本文的探讨首先从艺术史与历史的关系入手,其次将艺术史的习得视为学习者个体经验与艺术作品所传达经验的交织,并由此寻绎艺术史在艺术教育中的价值与定位。
在西方语境中,艺术史有着两种不同的表达,一种是“history of art”,另一种是“art history”。这两种表达虽然可以互换,但又有着微妙的差异。根据雅希·埃尔斯纳的观点,后一种表达相比前者而言更为宽泛,它不仅指向了通过历史来阐明的艺术,同时亦可说明通过艺术来阐明的历史。[2]5而无论就何种表达来说,艺术与历史均有着不可分割的因缘。艺术史从其诞生之日起,便是一种关乎历史的事业。作为艺术史学科的开创者,温克尔曼首先为艺术注入了历史意识。他通过经验主义的观察总结出艺术作品的风格差异,并以此建构出艺术发展的序列。在《古代艺术史》的开端,温克尔曼如此说道:“艺术史的目的在于叙述艺术的起源、发展、变化和衰颓,以及各民族各时代和各艺术家的不同风格,并且尽可能地根据流传下来的古代作品来作说明。”(1)转引自鲍桑葵:《美学史》,张今译,商务印书馆,1985年,第317页。但与此同时,温克尔曼又是在“普遍史”(universal history)的视野中思考艺术的,也即将艺术置入具有总体性与普遍性的社会文化与时代氛围之中,并将其视为民族精神的集中显现。这也就意味着,艺术史不仅是关乎艺术自身的历史,同时也与总体的历史进程紧密相关。更进一步言之,艺术的秩序化推动着历史被纳入一种理性化的结构之中,进而促进了人们对于历史的理解,正如有关论者所说的那样:“(温克尔曼)从古代艺术作品中归纳出来的一个能让各种经验事实变得有意义的理论模型、一个赋予经验材料以更宏大秩序的理性结构。”[3]

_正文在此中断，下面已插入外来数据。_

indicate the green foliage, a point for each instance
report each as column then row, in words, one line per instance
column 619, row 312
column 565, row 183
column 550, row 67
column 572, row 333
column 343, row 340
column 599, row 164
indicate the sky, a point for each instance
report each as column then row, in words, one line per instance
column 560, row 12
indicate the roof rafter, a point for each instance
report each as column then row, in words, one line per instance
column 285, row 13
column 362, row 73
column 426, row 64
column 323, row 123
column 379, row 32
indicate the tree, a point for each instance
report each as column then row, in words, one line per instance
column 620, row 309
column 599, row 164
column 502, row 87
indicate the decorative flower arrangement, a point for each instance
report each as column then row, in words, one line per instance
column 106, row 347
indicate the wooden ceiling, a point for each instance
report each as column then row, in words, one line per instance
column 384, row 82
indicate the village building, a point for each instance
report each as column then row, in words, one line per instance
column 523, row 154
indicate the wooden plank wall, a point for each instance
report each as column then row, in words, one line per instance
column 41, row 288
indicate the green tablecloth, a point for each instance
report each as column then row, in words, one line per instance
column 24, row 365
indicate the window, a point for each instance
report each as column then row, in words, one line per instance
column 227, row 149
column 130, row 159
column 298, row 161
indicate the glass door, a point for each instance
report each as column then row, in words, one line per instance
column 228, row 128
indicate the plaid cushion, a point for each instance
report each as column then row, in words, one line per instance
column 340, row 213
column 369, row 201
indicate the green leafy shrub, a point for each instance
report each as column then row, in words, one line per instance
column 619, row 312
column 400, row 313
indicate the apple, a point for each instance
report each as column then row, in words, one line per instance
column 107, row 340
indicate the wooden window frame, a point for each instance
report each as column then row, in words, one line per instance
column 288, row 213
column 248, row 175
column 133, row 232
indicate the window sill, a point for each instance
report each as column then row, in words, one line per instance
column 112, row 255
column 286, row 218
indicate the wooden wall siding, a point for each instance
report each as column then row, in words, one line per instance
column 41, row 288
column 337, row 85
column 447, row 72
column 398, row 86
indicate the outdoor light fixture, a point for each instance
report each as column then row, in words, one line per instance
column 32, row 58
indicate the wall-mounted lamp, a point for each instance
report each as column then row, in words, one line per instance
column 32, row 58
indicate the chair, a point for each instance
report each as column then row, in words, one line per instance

温克尔曼所带来的影响是深远的,如同埃尔斯纳所论,自此以后,“研究对象和艺术作品的意义不再能够与其诞生的语境分离”(2)参见雅希·埃尔斯纳:《全球转向下的艺术史——从欧洲中心主义到比较主义》,胡默然等译,上海:上海人民出版社,2021年,第24页。。这首先意味着,对于艺术史的研究必然要诉诸更为广阔的历史情境。唯有置于一定的社会背景和历史语境当中,艺术史才能获得更为合理的叙事。另一方面,艺术进入了历史,艺术史不仅成为后人理解历史的重要途径,亦是历史研究者不可忽视的关键对象。之所以如此,正因为艺术作品不同于文字记录的特点。艺术不仅是民族文化与时代精神的感性凝结,亦是人类情感世界的集中表达,从而使艺术史对于历史研究具有不可替代的作用。以布克哈特的《意大利文艺复兴时期的文化》为例,作为文化史研究的奠基之作,该书虽然没有探讨任何具体的艺术作品,却常常被列为艺术史学科的必读书目。其原因在于,布克哈特正是通过对特定时期艺术作品的感受与认知,形成了对于该时期社会心理与文化氛围的理解。也正是因此,曹意强称之为一部“省略了艺术的艺术史”[4]。作为布克哈特的学生,沃尔夫林并未亦步亦趋跟随乃师的脚步,而是致力于建立一种消解了艺术家的艺术史,也即将艺术史描述为形式自身的变革与演进。但与此同时,沃尔夫林又不能忽略流派、民族等因素在形式建构中的重要作用,并提出了“时代风格”这一超越了具体作品风格的观念。而同样被视为形式主义者的李格尔,亦认为每一种时代与民族都有其独特的“艺术意志”。“每个时期都拥有它自己独立的、植根于同时代一切文化之中的艺术意志。”[5]一反在当时艺术史学界流行的物质主义观念,李格尔认为艺术家自身的审美趣味和创作冲动构成了艺术形式变迁的主导因素。而比艺术家个体意志更为本源的,是由时代精神所构成的集体意志。也正是因此,贡布里希标注出了黑格尔的历史哲学对于李格尔的重要影响。[6]无论是沃尔夫林的“时代风格”还是李格尔的“艺术意志”,均显现出历史对于艺术史的强烈渗透。艺术史所承载的不仅是具体的历史信息,同时也表现了幽微而难言的时代精神,不仅是形而上理念的具象化,同时也以感性的方式储存并表达着特定社会环境中人们的内心情愫。因此,不存在一种脱离了历史的艺术史,亦不存在一种缺少了艺术史的历史。脱离了历史的艺术史将沦为一盘散沙,缺少了艺术史的历史则会为不断加高的故纸堆所深埋。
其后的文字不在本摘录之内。